- Born: 20 December 1964 (age 61) Burbank, California, U.S.
- Occupation: Special make-up effects creator
- Years active: 1977-present.
- Children: 3 (Kelsey, Travis, and Jake)

= Howard Berger =

American make-up artist (born 1964)

Howard Berger (born 20 December 1964) is a special make-up effects creator who is best known for his work on The Chronicles of Narnia films. He has over 200 films to his credit since 1977.

Berger is the co-founder of KNB EFX Group along with Robert Kurtzman and Greg Nicotero. The company specializes in prosthetic makeup, better known as special make-up effects, and has worked on over 400 film and television projects.

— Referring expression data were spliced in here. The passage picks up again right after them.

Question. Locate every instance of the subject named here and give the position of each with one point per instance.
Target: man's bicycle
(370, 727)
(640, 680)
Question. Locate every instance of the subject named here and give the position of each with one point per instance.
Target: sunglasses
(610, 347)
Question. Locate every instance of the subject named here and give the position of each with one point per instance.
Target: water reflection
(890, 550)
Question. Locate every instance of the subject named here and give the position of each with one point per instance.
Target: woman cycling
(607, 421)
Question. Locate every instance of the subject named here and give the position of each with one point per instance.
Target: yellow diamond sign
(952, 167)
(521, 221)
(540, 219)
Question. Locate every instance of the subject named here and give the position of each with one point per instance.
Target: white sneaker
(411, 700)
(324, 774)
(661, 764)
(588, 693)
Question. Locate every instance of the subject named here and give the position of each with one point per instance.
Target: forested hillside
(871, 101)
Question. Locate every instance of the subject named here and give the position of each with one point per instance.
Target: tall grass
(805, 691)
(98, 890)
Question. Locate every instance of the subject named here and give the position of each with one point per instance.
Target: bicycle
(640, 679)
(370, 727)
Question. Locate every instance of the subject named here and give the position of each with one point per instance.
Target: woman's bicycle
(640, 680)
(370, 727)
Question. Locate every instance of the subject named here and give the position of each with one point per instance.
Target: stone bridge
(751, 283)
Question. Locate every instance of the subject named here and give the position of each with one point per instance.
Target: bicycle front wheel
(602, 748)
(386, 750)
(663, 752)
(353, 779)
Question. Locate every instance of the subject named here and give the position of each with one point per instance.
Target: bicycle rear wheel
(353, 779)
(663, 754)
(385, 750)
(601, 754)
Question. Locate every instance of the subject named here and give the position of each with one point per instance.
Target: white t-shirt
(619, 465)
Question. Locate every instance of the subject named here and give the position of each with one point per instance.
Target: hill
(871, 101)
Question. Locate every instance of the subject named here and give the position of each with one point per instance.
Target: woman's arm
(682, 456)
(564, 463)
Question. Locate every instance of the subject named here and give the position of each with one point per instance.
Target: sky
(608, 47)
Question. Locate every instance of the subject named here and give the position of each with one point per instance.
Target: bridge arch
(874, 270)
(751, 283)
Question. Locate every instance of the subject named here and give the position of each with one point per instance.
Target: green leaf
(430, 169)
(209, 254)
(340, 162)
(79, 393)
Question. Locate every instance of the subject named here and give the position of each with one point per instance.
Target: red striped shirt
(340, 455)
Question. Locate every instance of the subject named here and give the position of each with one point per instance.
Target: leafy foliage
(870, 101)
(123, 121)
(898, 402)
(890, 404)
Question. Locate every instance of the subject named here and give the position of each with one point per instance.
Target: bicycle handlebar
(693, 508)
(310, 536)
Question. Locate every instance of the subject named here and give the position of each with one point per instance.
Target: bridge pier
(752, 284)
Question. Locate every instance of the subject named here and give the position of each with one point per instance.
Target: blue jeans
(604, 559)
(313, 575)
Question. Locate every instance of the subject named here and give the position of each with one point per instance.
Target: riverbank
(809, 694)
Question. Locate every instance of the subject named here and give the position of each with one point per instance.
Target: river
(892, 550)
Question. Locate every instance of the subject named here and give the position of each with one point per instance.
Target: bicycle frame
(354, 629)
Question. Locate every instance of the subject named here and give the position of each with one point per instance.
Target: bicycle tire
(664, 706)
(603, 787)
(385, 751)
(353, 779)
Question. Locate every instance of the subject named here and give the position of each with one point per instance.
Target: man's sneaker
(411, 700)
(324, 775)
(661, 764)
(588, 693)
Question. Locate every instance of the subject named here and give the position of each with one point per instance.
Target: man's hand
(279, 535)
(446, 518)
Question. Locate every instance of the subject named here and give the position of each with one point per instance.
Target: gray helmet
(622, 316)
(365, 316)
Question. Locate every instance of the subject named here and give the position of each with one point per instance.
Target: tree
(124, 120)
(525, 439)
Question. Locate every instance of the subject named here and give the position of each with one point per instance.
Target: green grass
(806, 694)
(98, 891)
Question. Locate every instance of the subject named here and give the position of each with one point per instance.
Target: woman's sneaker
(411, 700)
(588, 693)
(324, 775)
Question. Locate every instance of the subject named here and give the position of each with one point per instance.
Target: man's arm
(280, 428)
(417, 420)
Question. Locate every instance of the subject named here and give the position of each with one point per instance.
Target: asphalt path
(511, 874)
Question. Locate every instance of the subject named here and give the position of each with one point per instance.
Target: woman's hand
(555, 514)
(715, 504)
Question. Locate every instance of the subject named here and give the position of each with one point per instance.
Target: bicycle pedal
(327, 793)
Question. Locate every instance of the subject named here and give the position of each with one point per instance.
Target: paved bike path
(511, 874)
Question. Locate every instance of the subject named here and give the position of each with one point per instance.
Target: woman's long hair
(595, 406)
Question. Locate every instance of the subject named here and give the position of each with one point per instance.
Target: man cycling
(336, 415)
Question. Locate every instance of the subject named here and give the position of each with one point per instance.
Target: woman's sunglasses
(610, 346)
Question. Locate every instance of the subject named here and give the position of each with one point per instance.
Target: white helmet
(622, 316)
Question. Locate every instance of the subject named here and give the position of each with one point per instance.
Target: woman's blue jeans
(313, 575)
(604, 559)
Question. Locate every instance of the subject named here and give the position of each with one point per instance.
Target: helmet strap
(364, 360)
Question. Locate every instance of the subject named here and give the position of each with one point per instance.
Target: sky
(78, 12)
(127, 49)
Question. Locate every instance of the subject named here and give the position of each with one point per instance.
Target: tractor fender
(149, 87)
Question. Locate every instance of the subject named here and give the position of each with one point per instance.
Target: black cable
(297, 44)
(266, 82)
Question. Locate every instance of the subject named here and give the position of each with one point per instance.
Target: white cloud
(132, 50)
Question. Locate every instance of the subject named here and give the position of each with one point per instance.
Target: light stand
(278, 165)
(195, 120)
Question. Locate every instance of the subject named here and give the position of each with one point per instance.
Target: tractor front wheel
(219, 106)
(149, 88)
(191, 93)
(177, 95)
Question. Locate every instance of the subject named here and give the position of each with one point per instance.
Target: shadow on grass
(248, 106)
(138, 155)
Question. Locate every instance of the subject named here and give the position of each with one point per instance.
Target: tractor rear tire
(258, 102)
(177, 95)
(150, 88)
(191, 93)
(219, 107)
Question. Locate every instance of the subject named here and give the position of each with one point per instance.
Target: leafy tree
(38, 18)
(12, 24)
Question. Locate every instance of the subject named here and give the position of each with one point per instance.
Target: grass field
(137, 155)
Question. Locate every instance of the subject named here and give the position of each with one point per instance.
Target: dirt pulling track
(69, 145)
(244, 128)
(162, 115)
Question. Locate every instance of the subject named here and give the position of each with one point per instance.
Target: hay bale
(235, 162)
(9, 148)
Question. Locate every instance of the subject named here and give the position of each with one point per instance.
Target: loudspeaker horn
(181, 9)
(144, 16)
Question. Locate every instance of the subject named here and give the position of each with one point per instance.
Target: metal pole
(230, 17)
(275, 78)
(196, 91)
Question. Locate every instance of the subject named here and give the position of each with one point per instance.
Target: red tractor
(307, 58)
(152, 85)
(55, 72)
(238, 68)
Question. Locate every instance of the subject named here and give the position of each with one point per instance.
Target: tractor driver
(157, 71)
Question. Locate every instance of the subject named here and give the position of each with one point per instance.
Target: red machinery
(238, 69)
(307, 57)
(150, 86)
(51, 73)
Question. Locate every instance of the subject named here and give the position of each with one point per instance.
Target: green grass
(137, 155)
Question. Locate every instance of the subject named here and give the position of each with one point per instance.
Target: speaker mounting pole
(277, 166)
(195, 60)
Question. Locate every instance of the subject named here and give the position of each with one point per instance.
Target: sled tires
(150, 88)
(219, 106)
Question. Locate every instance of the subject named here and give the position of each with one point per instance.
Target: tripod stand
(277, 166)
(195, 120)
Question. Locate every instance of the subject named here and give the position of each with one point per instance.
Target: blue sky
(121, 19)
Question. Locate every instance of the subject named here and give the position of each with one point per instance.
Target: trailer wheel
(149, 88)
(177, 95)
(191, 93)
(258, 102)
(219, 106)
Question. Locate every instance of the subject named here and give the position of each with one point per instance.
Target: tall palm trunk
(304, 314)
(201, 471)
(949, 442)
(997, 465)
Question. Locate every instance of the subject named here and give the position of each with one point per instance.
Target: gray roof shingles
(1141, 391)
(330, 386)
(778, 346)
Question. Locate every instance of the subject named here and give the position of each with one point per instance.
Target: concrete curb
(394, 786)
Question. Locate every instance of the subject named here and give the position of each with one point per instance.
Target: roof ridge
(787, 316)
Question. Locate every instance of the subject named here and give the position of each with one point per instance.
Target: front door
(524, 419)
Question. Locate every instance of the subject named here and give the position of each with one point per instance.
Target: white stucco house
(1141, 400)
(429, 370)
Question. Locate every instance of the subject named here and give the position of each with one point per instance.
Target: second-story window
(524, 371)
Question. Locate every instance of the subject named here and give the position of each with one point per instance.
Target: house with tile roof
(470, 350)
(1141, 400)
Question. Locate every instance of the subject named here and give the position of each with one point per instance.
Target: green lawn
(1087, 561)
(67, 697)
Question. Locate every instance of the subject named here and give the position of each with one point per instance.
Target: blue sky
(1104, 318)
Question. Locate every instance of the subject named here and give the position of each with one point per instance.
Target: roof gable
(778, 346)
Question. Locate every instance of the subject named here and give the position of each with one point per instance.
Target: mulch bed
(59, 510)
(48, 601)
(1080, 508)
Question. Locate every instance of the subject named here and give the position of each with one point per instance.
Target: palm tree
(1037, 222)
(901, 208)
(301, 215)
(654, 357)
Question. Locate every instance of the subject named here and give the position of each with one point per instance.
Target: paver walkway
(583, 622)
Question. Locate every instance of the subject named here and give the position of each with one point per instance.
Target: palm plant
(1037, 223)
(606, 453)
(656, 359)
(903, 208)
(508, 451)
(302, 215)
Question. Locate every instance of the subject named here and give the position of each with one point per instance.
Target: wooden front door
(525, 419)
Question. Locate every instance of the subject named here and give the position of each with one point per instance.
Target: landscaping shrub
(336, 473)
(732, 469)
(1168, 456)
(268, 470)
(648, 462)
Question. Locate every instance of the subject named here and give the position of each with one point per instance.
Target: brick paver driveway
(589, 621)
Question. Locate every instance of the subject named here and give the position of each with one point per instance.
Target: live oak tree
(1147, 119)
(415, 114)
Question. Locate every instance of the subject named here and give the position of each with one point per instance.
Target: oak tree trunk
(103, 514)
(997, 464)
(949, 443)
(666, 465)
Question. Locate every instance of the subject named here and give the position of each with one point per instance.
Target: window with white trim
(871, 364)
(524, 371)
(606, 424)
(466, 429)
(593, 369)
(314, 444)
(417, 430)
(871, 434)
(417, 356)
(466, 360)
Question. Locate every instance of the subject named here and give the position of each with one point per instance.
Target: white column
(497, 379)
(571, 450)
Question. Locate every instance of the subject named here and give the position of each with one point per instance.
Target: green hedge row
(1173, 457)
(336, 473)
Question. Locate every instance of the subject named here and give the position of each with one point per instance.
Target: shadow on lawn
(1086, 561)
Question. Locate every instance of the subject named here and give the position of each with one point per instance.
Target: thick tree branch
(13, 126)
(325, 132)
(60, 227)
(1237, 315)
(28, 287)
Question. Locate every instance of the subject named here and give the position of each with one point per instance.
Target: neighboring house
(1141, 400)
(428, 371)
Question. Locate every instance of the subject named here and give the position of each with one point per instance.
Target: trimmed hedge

Berger also often works with Sam Raimi, whom he has been working with since 1986. Most recently they worked together on Oz the Great and Powerful.

He also has won an Emmy for the makeup in the TV show The Walking Dead.

==Oscar nominations==
Both of these are in Best Makeup

- 78th Academy Awards-The Chronicles of Narnia: The Lion, the Witch and the Wardrobe. Shared with Tami Lane. Won.
- 85th Academy Awards-Nominated for Hitchcock, nomination shared with Peter Montagna and Martin Samuel. Lost to Les Misérables.

==Personal life==

He has 3 children, named Kelsey, Travis, and Jake.